Functionals invoke functions over some data structure to create an output that corresponds to that data structure. We’ve already used one functional: lapply
. Here is a simpler one:
> random_stat <- function(fun) {
+ fun(runif(100))
+ }
>
> random_stat(mean)
[1] 0.5001716
The data structure here is a single variable (runif(100)

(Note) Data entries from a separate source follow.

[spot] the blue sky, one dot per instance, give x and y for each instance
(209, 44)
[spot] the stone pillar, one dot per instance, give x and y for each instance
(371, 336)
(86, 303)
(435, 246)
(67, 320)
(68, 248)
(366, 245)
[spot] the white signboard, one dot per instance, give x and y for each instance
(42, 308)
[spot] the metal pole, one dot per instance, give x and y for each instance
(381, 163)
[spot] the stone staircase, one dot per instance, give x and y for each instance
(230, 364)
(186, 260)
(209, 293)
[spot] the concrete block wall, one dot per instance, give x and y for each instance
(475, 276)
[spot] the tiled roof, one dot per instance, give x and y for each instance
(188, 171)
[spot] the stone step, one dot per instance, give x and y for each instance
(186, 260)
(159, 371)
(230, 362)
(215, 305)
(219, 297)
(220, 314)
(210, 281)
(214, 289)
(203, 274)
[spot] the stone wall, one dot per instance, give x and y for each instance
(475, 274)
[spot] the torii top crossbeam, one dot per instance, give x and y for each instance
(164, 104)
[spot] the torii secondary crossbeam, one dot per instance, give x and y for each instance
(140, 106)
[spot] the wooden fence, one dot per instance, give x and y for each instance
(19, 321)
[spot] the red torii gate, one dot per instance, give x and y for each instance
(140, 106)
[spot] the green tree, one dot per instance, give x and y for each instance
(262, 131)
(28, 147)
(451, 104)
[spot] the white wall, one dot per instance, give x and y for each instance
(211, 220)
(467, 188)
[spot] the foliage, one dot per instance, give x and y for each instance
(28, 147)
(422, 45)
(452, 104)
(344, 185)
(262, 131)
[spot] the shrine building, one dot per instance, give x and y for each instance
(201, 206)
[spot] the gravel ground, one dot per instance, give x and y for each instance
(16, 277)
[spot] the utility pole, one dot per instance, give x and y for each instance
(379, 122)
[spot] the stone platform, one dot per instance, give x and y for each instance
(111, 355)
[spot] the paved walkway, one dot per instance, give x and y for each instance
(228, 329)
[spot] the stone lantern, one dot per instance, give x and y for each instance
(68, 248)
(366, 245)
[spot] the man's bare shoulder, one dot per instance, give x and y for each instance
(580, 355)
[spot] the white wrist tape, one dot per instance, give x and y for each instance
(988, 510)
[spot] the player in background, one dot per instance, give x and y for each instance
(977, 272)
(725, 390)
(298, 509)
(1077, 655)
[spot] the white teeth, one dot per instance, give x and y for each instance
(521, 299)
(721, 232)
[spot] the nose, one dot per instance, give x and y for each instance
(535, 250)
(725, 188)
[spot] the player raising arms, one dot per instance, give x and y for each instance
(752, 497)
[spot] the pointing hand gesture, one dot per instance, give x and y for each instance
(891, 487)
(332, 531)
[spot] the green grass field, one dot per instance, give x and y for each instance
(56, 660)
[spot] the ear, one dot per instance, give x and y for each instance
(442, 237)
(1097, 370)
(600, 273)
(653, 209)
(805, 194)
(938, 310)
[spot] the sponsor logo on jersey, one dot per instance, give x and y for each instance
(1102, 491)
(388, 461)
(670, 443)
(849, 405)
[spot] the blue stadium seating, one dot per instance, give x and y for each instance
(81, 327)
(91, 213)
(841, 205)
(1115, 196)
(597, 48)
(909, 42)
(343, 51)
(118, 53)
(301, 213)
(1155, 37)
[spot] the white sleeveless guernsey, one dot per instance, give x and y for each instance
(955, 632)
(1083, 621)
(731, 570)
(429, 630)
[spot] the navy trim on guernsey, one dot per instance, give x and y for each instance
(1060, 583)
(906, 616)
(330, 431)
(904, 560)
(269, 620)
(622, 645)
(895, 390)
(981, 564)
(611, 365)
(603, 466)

). Functionals are useful for iterating over more complex data structures as well.
lapply
iterates over a list, applying the same function to each element. How can you achieve the same result using a for
loop?
> random_stats <- function(fun) {
+
+ lapply(list(uniform = runif(100), normal = rnorm(100),
+ t = rt(100, 4), exponential = rexp(100)), fun)
+
+ }
>
> random_stats(mean)
$uniform
[1] 0.5107888
$normal
[1] 0.1364124
$t
[1] -0.004655624
$exponential
[1] 0.9776181
> random_stats(sd)
$uniform
[1] 0.3128442
$normal
[1] 1.041357
$t
[1] 1.33664
$exponential
[1] 0.9067396
>
> lapply(list(mean = mean, sd = sd), random_stats)
$mean
$mean$uniform
[1] 0.5078511
$mean$normal
[1] 0.186606
$mean$t
[1] 0.1041629
$mean$exponential
[1] 1.025738
$sd
$sd$uniform
[1] 0.274014
$sd$normal
[1] 1.006277
$sd$t
[1] 1.376337
$sd$exponential
[1] 1.161874
mapply
iterates over a series of lists. Same question?
All of these iteration problems can be solved with loops. What are the advantages/disadvantages of using loops?

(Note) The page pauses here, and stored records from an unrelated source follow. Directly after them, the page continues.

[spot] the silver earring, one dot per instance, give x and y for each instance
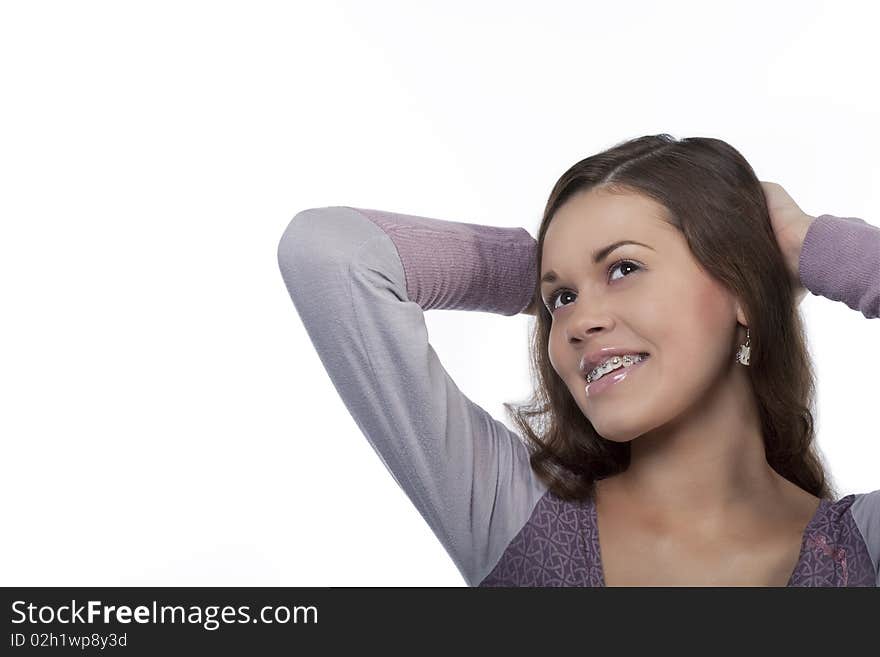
(743, 356)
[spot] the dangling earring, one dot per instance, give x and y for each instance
(743, 356)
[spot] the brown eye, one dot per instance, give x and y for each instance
(557, 294)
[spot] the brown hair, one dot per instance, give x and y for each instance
(714, 198)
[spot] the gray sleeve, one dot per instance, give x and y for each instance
(866, 513)
(353, 276)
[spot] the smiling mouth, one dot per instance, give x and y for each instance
(602, 373)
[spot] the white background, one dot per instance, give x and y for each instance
(165, 419)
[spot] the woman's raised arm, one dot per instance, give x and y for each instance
(840, 260)
(361, 281)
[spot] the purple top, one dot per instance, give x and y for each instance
(467, 473)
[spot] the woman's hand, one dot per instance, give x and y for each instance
(790, 225)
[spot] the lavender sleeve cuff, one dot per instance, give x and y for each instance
(840, 260)
(462, 266)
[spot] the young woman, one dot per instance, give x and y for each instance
(670, 436)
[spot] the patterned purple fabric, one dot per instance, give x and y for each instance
(559, 546)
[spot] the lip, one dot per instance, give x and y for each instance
(590, 360)
(612, 379)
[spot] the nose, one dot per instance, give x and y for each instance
(586, 323)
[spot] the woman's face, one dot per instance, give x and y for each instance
(656, 300)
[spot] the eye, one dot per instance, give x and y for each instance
(557, 293)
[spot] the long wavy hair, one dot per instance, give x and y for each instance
(714, 198)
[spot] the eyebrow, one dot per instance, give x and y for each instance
(598, 256)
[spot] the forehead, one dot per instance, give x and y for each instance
(589, 220)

Function operators take functions as input and return functions as output, generally modifying the behaviour of the function.
Let’s see if we can implement an error capture adverb.
> #' Modify a function to fail without stopping
> #'
> #' @param f A function
>
> capture_errors <- function(f) {
+
+ function(...) {
+ tryCatch(f(...),
+ error = function(e) as.character(e))
+
+ }
+ }
>
> geometric_mean <- function(x) {
+
+ exp(mean(log(x)))
+
+ }
>
> safe_geom_mean <- capture_errors(geometric_mean)
> #lapply(iris, geometric_mean)
> lapply(iris, safe_geom_mean)
$Sepal.Length
[1] 5.78572
$Sepal.Width
[1] 3.026598
$Petal.Length
[1] 3.238267
$Petal.Width
[1] 0.8417075
$Species
[1] "Error in Math.factor(x): 'log' not meaningful for factors\n"
Function factories take data as input and return functions:
> power1 <- function(exp) {
+ function(x) {
+ x ^ exp
+ }
+ }
>
> square <- power1(2)
> cube <- power1(3)
Function factories are useful in statistics. Let’s do some regression!
> x <- rnorm(50)
> y <- 1 + 1.5 * x + rnorm(50, sd = 1)
>
> mse_loss <- function(xmat, outcome) {
+
+ function(beta) {
+
+ linpred <- xmat %*% beta
+ mean((linpred - outcome)^2)
+
+ }
+
+ }
>
>
> mse_loss(cbind(1, x), y)(c(0, 0))
[1] 4.938843
>
> optim(par = c(0, 0), mse_loss(cbind(1, x), y))
$par
[1] 1.066395 1.440556
$value
[1] 0.8810061
$counts
function gradient
75 NA
$convergence
[1] 0
$message
NULL
What are some ways we could make this function more general? Multivariate, different loss functions?
>
> general_loss <- function(xmat, outcome, fun) {
+
+ function(beta) {
+
+ linpred <- xmat %*% beta
+ fun(linpred, outcome)
+
+ }
+
+ }
>
> mad <- function(x1, x2) {
+
+ median(abs(x1 - x2))
+
+ }
> mad_loss <- general_loss(cbind(1, x), y, mad)
>
>
> optim(par = c(0, 0), mad_loss)
$par
[1] -0.06130709 0.29488930
$value
[1] 1.491382
$counts
function gradient
83 NA
$convergence
[1] 0
$message
NULL
Recursive functions are functions that call themselves. It is critical that they have an exit condition. The basic example is computing the Fibonacci numbers:
> fibonacci <- function(n) {
+
+ if(n < 2){
+
+ return(1)
+
+ } else {
+
+ fibonacci(n - 1) + fibonacci(n - 2)
+ }
+
+ }
>
> fibonacci(9)
[1] 55
This seems like a useless novelty, but they are actually quite useful in dealing with DAGs and nested data structures.
%>%
from the magrittr
package allows you to perform function composition in a clear, linear way. E.g.,> library(magrittr)
>
> set.seed(123)
> mean(exp(rnorm(100)))
[1] 1.652545
>
> ## becomes
> set.seed(123)
> rnorm(100) %>%
+ exp %>%
+ mean
[1] 1.652545
Is function composition an example of functional programming? Why or why not?